At the same as this was happening, a few mile to the west in the village of Anderstorp a man called Sven Åsberg, known to all as “Smokey”, announced to his friends Åke Bengtsson and Bertil Sanell, over coffee one morning, that they were going to build a racing circuit in the wooded marshlands of Stötabomossen, to the south of the town. Åsberg had a successful plastics business but he did not have the kind of money needed to invest in a circuit. His plan was to integrate an airstrip into the facility and to get the local industrialists to fund the idea, on the basis that they would then have an airport which would make the region more accessible to the world. It was 80 miles from Göteborg and 250 miles from Stockholm.

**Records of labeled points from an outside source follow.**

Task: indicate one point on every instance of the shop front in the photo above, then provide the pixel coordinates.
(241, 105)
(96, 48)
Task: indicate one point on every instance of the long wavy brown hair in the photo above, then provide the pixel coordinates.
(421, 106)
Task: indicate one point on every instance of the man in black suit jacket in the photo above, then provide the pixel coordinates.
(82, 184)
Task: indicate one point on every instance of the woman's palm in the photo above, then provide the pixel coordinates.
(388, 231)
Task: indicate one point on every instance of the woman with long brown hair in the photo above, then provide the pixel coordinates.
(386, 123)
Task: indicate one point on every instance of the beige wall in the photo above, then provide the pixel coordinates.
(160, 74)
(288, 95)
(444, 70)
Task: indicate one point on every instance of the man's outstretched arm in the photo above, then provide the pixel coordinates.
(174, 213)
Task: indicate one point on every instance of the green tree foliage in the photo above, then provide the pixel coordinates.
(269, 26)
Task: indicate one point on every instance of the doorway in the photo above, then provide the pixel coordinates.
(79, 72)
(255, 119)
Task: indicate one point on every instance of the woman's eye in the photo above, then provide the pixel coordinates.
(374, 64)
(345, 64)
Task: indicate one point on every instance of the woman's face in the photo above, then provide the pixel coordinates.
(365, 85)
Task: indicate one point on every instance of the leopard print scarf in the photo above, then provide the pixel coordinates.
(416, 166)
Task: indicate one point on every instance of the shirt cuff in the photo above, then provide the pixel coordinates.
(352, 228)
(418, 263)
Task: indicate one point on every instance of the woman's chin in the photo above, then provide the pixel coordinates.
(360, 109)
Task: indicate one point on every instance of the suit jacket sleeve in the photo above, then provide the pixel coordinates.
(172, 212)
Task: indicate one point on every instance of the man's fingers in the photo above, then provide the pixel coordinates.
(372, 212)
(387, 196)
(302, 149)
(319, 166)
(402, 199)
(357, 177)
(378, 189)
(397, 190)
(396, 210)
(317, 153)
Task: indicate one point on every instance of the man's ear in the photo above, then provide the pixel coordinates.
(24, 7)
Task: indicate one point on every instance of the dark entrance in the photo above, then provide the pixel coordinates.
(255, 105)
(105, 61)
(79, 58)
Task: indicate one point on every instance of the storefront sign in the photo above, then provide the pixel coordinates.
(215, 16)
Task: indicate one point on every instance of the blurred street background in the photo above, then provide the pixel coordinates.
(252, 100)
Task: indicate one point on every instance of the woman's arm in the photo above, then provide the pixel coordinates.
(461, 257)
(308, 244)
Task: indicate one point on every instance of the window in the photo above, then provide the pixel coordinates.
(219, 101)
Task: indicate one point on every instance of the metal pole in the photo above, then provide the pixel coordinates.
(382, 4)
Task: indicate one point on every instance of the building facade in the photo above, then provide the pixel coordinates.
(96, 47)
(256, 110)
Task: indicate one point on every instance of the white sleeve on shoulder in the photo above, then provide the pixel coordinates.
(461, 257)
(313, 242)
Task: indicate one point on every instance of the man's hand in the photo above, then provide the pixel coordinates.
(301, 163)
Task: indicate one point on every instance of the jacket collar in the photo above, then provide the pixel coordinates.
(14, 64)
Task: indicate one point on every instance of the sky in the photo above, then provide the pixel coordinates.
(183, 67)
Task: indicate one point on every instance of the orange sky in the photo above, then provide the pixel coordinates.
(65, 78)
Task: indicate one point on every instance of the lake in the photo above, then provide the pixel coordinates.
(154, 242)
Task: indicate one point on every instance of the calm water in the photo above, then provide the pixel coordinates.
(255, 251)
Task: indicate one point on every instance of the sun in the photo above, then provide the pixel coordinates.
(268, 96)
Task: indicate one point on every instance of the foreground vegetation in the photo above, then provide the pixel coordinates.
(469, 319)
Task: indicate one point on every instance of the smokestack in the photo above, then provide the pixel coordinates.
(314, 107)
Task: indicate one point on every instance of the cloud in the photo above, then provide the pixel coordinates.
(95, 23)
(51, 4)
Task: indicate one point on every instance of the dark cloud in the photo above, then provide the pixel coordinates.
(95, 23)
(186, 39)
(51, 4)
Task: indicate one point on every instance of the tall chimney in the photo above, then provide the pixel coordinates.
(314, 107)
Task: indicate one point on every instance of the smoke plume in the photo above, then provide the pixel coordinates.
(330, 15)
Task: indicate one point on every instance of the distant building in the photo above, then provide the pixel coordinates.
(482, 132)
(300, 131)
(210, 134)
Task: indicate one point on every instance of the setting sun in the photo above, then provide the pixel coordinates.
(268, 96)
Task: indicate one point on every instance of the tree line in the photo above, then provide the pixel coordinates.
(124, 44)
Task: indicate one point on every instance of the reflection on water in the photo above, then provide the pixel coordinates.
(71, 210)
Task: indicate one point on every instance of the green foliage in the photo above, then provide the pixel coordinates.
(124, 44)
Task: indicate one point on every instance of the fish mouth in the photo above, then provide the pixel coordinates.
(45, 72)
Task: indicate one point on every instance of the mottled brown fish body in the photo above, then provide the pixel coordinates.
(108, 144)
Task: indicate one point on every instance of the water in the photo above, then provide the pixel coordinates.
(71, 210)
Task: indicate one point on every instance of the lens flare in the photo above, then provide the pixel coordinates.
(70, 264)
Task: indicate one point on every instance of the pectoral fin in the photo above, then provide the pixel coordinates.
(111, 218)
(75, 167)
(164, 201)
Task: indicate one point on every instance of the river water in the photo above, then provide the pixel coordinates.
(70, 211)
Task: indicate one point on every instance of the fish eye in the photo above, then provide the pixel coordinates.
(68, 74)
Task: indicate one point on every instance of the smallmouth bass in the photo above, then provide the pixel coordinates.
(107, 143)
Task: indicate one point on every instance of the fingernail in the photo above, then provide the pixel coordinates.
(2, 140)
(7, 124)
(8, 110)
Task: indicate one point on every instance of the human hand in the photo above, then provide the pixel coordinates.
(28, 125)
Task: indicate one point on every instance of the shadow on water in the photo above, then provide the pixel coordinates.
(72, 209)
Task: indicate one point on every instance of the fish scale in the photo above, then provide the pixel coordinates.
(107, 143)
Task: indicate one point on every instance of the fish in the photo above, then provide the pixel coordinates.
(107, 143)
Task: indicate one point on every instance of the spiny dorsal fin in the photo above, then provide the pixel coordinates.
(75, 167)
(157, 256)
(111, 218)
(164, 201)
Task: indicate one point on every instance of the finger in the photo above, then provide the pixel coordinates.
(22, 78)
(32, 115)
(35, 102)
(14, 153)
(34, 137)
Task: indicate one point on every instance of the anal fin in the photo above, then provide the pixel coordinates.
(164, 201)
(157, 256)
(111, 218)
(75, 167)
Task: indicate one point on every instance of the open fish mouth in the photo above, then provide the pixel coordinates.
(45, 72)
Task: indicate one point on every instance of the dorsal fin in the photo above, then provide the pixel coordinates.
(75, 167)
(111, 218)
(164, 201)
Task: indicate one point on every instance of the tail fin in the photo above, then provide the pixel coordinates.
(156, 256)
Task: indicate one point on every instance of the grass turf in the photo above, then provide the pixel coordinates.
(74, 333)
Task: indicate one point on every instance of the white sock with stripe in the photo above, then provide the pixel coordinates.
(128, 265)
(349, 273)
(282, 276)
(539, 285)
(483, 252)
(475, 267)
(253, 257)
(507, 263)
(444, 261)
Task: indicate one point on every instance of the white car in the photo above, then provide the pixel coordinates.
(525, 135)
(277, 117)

Weirdly, it worked. The charismatic Åsberg sold shares in the project and the circuit was designed by an engineer called Holger Eriksson, with advice from F1 driver Jo Bonnier. The circuit was dominated by its long back straight – the airfield runway – but the rest of the track was twisty with a number of constant radius slightly-banked corners. This made it very difficult to set up cars because one had to find a compromise between the two sections. Oddly, the pits were also separated from the start-finish line, as this was not long enough to meet the necessary requirements. The track hosted its inaugural race on June 16, 1968, and Åsberg shocked everyone by declaring that in five years the circuit would get a Grand Prix. That seemed unlikely at the time. There was little infrastructure to support a big race, with few hotels, although the racing visitors would stay at the High Chaparral and race on dirt roads through the forests to Anderstorp. However, Åsberg was no doubt aware that a new generation of young Swedes were climbing up the racing ladder, notably Ronnie Peterson and Reine Wisell, and he hoped that one or more of them would replace Bonnier in F1. Peterson and Wisell duly made their F1 debuts in 1970 and Peterson was soon established as a star.
Amazingly, on June 17, 1973, (five years and a day after Åsberg’s ambitious claim, the first Swedish F1 Grand Prix took place at Anderstorp. There would be five further Swedish GPs, but the deaths of Peterson and Gunnar Nilsson in 1978 meant that it became impossible to keep the event going.